Thursday night’s stunning, blockbuster trade that brought Andrew Bynum to town also brought longevity questions. The 7-footer’s contract is up after this season, making him an unrestricted free agent in the summer of 2013. Can the Sixers, devoid of star power for so long, convince Bynum to be the face of the franchise for the foreseeable future?
“Our feeling is we will have a very good chance to sign Bynum for several reasons, “ president Rod Thorn said. “He’s very happy about getting traded to us. He thinks we have a good team and he’s very happy about it.
As Thorn mentioned, the Sixers will have a lot going in their favor next summer. Although Bynum has spent his entire professional career in the glitz of Los Angeles, he calls nearby Plainsboro, N.J. home, a town is about an hour’s drive from the Wells Fargo Center. (Bynum also has a fondness for one of the local strip clubs).
The Sixers also acquired his “Bird Rights” in the trade, meaning they will be able to offer him about $20 million more than any other team. And finally, Bynum is a very confident guy that craves being a team’s star. He didn’t always appear content to share the Lakers’ spotlight with Kobe Bryant and Pau Gasol.
“I think he’s wanted to get back to the East Coast,” coach Doug Collins told reporters while in London broadcasting the Olympics. “We think Andrew is going to want to stick around.

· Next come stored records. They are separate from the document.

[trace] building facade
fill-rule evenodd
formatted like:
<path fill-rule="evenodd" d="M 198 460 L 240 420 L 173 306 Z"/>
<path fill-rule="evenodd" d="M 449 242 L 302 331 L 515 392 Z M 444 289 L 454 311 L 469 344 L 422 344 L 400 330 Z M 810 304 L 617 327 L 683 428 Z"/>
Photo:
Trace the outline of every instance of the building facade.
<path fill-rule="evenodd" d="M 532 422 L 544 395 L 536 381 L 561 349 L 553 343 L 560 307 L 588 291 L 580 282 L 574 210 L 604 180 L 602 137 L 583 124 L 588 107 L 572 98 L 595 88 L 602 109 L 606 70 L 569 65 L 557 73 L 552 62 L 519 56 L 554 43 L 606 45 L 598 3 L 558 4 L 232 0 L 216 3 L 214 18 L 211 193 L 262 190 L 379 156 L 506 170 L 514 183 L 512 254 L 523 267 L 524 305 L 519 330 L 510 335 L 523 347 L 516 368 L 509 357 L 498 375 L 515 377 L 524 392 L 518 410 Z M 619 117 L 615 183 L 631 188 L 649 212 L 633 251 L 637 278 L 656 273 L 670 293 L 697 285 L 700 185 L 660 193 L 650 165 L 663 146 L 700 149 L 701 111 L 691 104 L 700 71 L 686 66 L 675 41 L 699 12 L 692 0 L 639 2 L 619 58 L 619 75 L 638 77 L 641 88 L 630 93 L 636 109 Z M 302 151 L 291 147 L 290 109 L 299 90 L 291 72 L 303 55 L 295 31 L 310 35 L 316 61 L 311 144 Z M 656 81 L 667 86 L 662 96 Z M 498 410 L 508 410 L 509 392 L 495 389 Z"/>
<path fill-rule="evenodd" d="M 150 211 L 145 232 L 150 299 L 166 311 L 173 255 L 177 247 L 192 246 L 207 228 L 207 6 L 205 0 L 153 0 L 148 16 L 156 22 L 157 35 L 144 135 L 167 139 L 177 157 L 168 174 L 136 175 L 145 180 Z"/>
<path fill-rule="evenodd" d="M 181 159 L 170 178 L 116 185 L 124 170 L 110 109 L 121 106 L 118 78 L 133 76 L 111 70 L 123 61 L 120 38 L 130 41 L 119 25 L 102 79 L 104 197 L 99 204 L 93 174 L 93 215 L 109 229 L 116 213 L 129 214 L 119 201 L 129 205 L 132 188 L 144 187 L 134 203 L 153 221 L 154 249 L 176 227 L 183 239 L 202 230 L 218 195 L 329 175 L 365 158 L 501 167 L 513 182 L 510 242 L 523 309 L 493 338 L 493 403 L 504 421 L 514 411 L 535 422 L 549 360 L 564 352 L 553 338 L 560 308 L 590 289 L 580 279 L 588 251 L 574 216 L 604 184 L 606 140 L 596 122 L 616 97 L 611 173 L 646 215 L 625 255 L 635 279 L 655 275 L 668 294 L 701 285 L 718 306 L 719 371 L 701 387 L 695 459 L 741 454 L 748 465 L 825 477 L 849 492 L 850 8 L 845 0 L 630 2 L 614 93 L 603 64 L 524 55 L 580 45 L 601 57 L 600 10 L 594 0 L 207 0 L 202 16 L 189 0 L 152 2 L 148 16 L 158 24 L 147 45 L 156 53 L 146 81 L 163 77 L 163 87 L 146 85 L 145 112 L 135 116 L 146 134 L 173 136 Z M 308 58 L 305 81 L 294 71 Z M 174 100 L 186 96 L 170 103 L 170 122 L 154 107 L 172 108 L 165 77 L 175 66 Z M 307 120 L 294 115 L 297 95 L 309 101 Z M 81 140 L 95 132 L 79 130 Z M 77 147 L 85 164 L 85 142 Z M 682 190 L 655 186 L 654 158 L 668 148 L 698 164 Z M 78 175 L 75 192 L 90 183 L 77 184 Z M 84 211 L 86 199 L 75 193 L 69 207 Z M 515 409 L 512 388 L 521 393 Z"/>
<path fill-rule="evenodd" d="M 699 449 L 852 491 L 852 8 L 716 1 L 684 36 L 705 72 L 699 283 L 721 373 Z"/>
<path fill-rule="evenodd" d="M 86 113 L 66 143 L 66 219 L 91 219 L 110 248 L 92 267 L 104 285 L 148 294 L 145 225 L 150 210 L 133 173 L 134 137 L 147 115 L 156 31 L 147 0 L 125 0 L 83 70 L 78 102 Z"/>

I think the change of scenery is going to be good for him.”
Analyzing the trade: Highway robbery?
The Sixers gave up Andre Iguodala, Moe Harkless, Nik Vucevic and a protected first-round pick in exchange for Andrew Bynum and Jason Richardson.
Did they lose some quality assets? Certainly. Did they get one of the most unique basketball players in the world? Definitely.
As the Sixers have found out, swingmen are readily available in every draft. Recently, we’ve seen them draft Iguodala, Evan Turner, Thaddeus Young, Harkless and Rodney Carney. What we haven’t seen is a true, back-to-basket center than commands double teams on every possession.
Bynum, at 7-feet, 285 pounds, averaged 18.7 points, 11.8 rebounds and 1.9 blocks last season while playing in the shadow of Kobe Bryant and Pau Gasol. If his scoring numbers don’t rise as the clear man in Philadelphia, it will be a major disappointment.
“He might be the best low-post center in the NBA,” Doug Collins said. “You can throw the ball in to him, he can score, he can defend, he can rebound.”
The new starting lineup
PG: Jrue Holiday (22) » Needs to up his playmaking with Iguodala gone.
SG: Jason Richardson (31) » Brings much-needed, elite 3-point shooting.
SF: Evan Turner (23) » His time to shine as the versatile swingman.
PF: Thaddeus Young (24) » Bulky Bynum fits perfectly with slender Young.
C: Andrew Bynum (24) » The second-best true center in the NBA.